Yep… ok, I understand what’s going on now… The whole pope all an elaborate practical joke. I know you think I’m full of shit, but I’ve done extensive research for more than five solid minutes just now (enough to write a freshman paper), and the results are irrefutable! Look at how this breaks down:

  • 1948: Producers Allen Funt creates Candid Camera and with it invents mass market practical joke. The show is on the air in on and off for the next 57 years. Serving numerous cancellations and Funt’s own death.
  • 1992: Allen Funt retires with the cancellation of the most recent version of Candid Camera
  • 1996: Candid Camera returns, with Peter Funt who had been serving as co-host and is Allen’s son, was now host.
  • 1999: Allen Funt dies.
  • 2003: Underwear model, dimwitted character actor and pretty boy Asthon Kutcher clones the show, producing a version, Punk’d, which specializes in large scale jokes on celebrities.
  • 2004: Peter Funt’s version is cancelled.
  • 2005: Pope John Paul II dies. He is replaced with Pope Benedict.
  • 2006: A flurry of “Pope is a former nazi” headlines hit the press. They’re refuted along further scrutiny.
  • 2007: Punk’d is cancelled, because it has become too hard to pull off massive jokes since everyone is aware of it.
  • March-June 2012: Punk’d returns for a new season after a five year hiatus.
  • March 2013: Pope Benedict retires. Is replaced by Pope Francis (or as I like to call him NuPope).
  • May 2013: Punk’d producers announce that a “new season is in the works.” They refuse to say anything else.
  • 2013-2014: NuPope (All the Flavor of OldPope with half the calories!) makes a flurry of very radical statements, slowly beginning to transform the Catholic into an organization tolerant of homosexuality and atheists and that maybe women should be ordained.
  • August 2014: Peter Funt’s Candid Camera returns, on the dregs of basic cable. No one notices, But, no one has mentioned anything about Punk’d in a year and a half.
  • October 2014: NuPope (Same Great Pope. NuPope Smell!) announces “yeah, about that whole everything created in six days thing… screw it, we’re going go with science.”

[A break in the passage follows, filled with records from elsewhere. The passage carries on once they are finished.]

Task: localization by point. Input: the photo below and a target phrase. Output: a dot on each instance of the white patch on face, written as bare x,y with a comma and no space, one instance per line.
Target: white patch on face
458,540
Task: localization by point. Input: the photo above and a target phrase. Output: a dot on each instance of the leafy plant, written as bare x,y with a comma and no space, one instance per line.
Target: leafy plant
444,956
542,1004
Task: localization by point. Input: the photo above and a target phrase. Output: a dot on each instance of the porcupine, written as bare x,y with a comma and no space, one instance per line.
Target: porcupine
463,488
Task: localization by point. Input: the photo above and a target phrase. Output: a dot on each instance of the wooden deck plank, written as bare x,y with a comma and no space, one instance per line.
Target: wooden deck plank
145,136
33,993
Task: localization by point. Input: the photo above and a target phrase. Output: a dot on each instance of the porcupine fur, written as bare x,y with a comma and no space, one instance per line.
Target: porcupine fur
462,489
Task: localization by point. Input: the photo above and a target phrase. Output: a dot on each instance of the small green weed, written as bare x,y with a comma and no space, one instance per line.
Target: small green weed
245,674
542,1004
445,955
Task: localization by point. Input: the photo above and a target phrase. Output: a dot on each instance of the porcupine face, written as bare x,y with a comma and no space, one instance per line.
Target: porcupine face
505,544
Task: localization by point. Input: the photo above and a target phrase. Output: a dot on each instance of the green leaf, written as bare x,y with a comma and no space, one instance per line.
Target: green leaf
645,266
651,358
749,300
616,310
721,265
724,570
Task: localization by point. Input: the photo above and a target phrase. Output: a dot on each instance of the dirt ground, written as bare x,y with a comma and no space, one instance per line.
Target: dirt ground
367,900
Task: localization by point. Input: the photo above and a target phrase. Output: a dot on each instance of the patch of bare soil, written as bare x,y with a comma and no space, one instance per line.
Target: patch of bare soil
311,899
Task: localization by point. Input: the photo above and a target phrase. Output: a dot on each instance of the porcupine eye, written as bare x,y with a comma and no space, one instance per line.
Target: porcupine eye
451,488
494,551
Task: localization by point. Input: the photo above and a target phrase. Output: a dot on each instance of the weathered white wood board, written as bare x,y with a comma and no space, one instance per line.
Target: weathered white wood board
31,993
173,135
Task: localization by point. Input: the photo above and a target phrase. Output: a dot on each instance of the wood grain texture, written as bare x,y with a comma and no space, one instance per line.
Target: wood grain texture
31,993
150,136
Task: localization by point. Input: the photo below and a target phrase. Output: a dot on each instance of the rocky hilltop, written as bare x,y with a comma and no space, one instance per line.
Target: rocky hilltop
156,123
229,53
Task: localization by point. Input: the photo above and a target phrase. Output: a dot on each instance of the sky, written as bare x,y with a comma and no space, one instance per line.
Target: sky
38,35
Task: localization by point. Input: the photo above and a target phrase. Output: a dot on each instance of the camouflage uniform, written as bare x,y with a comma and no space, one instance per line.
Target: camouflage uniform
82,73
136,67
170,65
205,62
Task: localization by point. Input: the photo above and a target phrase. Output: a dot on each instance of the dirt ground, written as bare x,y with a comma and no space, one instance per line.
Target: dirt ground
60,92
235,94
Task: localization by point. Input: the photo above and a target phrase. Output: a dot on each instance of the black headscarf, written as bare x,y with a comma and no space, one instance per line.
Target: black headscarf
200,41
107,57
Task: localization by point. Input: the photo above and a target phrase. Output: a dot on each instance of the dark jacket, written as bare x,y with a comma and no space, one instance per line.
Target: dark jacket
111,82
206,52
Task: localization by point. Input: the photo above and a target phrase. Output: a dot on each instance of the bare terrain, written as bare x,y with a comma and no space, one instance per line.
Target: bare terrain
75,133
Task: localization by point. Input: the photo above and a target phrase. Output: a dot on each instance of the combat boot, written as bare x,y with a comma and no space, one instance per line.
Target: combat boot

I know the secret. NuPope is secretly Allen Funt!

Funt never died. He just had his show stolen by his son. Bitter over losing the show, he faked his death and started backing a pretty boy model, creating an updated version that Peter couldn’t compete with. Having trouble with finding new celebrities to punk, they decide to punk the world. They float rumors that the pope is a nazi. But it doesn’t take. They cancel the show and go underground for five years, punking celebrities until they have enough material for a new season. It airs. They go underground again, noting that they are “working on something big.” They pull the plug on the pope Benedict experiment and Funt puts on a pair of Clark Kent glasses and a funny hat, installs himself as NuPope (with Electrolytes!) then starts subtly making crazier and crazier statements.

Just you wait… in 2017, you’re going to see the NuPope (now with Kung Fu Grip!) and Ashton Kutcher sitting together on an MTV stage, announcing Punk’d season 10!

Of course by then the Catholic church will require mandatory homosexual group marriage while using MDMA and cloning fetus farms for spare parts. But who cares?!?! When the Nielsen’s come out, they’re totally going to pull a ten share!

Funt and Francis

Francis is on the left… Funt is on the right… wait… the other wa… uh… wait… Dammit! Come on… tell me you can tell them apart?